Problems with Leeds Buses - An Actual Analysis

Abstract

It's common knowledge that Leeds buses are bad, both in terms of frequency but perhaps more importantly, accuracy. Everyone has an anecdotal horror story of being late, missing connecting trains, buses, you name it. However, as yet, a robust statistical analysis has not been performed.

I present a brief analysis of the number 72 bus from Leeds - Bradford, a central commuter line for the Leeds - Bradford area, and the number 6 bus from Holt Park - Leeds, a major student commuter line to the universities. I show that the live times displayed on the digital bus timetables are systematically incorrect, and that the inaccuracies are non-trivial and cannot be explained by traffic conditions. The inaccuracies are also qualitatively independent of both route and time period, suggesting either woefully unsuitable measuring tools and predictive algorithms, or purposeful misinformation. I conclude by suggesting ways that Metro, First, Arriva and the West Yorkshire councils can resolve these issues.

 

Introduction

Buses are a vital part of the Leeds (and West Yorkshire) transport network. In the absence of trams (which have dedicated tracks and thus, fewer problems), buses are what we need to better optimise travel around the Leeds area, and to get more cars off of the local roads to protect our environment. To do this the bus service must be reliable, and currently, it simply isn't.

The Leeds bus network has been plagued with problems for many years now. The companies that serve us, notably First (West Yorkshire) and Arriva, are always talking about frequency and regularity1. However, many people I speak to as I wait for buses do not complain about the frequency or regularity. Instead, I often hear that "they never turn up" or "they're always late". In other words, timetable accuracy is more important than anything else. People generally make plans for their days, and those plans require accurate travel information to work around. Irregular, or even fewer, buses do not matter as much as being able to time my plans around an accurate bus timetable. I do not want to spend more time than I have to waiting at bus stops, literally wasting my time2.

This report will present an analysis of live bus timetable accuracy in the Leeds area using two stops on routes as examples, both operated by First West Yorkshire. The first route, the 72 bus from Bradford-Leeds stopping at Stanningley Lidl (Stop Number 45010878). This is a major commuter route and thus we might hypothesise it to be busier during rush hour. The second route, the 6 bus from Holt Park-Leeds stopping at Leeds University (D) (Stop Number 45011385). This is a major student commuter route through Headingley, although at the time of measurement, students are away from universities. To clarify, “live bus timetables” are those presented either online or digitally at bus stops which display how long away the next few buses are, and update at regular (1 minute) intervals. As we will see, these “live” timetables are systematically wrong and hence misleading to the public.

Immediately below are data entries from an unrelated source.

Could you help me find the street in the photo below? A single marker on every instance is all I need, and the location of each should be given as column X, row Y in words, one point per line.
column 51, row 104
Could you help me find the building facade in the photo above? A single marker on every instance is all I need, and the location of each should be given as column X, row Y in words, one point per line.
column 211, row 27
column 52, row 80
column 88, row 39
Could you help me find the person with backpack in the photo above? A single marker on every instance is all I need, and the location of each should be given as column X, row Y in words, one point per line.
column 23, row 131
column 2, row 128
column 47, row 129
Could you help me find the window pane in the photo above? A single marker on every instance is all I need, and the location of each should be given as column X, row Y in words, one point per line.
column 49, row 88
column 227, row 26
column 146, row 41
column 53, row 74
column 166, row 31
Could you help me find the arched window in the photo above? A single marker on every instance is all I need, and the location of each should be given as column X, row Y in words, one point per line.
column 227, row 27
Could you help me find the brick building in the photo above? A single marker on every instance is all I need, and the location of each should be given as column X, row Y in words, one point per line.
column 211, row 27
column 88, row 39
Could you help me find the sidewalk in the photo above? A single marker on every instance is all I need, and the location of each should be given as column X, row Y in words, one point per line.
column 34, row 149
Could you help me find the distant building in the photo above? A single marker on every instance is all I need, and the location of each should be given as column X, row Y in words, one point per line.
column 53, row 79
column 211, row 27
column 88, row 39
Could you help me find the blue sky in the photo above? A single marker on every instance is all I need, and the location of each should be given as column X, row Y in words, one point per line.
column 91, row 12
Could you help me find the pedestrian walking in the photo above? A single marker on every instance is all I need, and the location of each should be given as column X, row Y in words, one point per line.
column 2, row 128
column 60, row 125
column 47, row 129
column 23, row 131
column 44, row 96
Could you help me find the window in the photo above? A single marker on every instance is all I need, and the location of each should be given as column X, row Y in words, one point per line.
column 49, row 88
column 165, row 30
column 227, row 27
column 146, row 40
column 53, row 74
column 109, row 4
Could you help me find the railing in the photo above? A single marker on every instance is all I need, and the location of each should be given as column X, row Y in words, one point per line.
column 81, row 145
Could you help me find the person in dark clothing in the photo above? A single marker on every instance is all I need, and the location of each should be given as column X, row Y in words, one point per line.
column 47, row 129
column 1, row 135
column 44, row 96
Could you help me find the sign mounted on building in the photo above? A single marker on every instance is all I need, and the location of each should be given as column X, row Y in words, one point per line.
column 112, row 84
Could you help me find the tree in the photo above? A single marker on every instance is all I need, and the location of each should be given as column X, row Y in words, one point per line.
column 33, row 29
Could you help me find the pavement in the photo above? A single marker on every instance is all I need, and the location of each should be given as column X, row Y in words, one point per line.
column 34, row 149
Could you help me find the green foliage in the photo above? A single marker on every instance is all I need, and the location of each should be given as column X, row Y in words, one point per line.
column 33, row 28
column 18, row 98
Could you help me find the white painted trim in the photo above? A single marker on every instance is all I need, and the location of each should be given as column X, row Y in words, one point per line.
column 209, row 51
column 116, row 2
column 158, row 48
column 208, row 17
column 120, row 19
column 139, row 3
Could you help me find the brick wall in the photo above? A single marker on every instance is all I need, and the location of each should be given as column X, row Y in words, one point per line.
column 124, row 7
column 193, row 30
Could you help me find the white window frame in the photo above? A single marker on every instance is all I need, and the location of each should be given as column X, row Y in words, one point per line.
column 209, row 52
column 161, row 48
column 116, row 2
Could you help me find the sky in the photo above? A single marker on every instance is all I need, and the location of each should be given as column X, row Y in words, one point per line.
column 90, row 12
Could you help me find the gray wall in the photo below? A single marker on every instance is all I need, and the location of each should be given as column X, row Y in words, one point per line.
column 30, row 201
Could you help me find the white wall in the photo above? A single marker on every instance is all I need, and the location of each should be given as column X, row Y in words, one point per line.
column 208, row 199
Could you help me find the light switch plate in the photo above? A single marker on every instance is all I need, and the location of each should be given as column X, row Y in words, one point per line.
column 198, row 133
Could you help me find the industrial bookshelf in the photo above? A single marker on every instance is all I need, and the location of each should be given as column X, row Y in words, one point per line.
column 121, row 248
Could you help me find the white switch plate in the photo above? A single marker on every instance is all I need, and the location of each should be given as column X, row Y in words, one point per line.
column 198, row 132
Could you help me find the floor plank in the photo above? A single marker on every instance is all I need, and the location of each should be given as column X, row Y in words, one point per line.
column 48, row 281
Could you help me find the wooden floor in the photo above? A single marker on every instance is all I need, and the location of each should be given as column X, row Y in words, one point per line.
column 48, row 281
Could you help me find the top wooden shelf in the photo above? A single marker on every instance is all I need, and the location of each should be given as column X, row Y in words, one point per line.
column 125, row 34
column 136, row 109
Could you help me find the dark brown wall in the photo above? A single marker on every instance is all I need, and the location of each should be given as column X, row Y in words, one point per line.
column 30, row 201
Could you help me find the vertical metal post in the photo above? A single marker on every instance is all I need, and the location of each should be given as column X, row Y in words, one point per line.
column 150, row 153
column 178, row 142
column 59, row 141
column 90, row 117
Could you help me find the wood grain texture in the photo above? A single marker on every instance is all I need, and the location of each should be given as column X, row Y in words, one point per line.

1First recently advertised that they have buses arriving every 15 minutes or better, which is an interesting brag seeing as it was every 10 minutes a few years ago.

2A partner of mine and I joked that much of our relationship was based around waiting for buses. While she wasn't wrong, I feel our relationship would've been even more fulfilling if we spent time together at home, not at bus stops.

 

Methods

All live bus arrival time data was scraped from http://yorkshire.acisconnect.com/Text/WebDisplay.asp which, upon investigation, is the server from which Metro (https://www.wymetro.com/buses/your-next-bus/) and the live bus timetable boards at bus stops get their up-to-date information. The data was scraped using an automated Python script, continuously running for a period of two weeks per stop and taking a measurement every minute for a single stop. If I attempted to scrape any more data from a single IP address (i.e. additional routes or stops), I would be timed out, making a full study of the entire network impossible for an individual without explicit authorisation from Metro. For the 72 bus at stop 45010878 (Stanningly Lidl), data was collected between 15/05/2022 and 29/05/2022. For the 6 bus at stop 45011385 (Leeds University D), data was collected between 29/07/2022 and 12/08/2022. As these buses are separated both in space and time, i.e. by route and by time period of data collection, any systematic problems occurring cannot be attributed to the route or stop itself, or something uniquely wrong with that particular date/time. Rather, it would be indicative of a problem across the entire network.

Occasionally, if a bus cannot send its live time to the server, the expected (immutable, hand-written) timetable time appears on the board instead. These buses were not considered, as these times have no empirical basis at all and due to their static nature, cannot take into account traffic conditions, weather, number of passengers etc. Cancelled buses are also not considered as these appear to be related to a different problem, perhaps staffing issues. All data was organised and manually verified for consistency before analysis using further scripts. No scripts used in this work will be released publicly, but will be made available to anyone who wishes to verify the findings.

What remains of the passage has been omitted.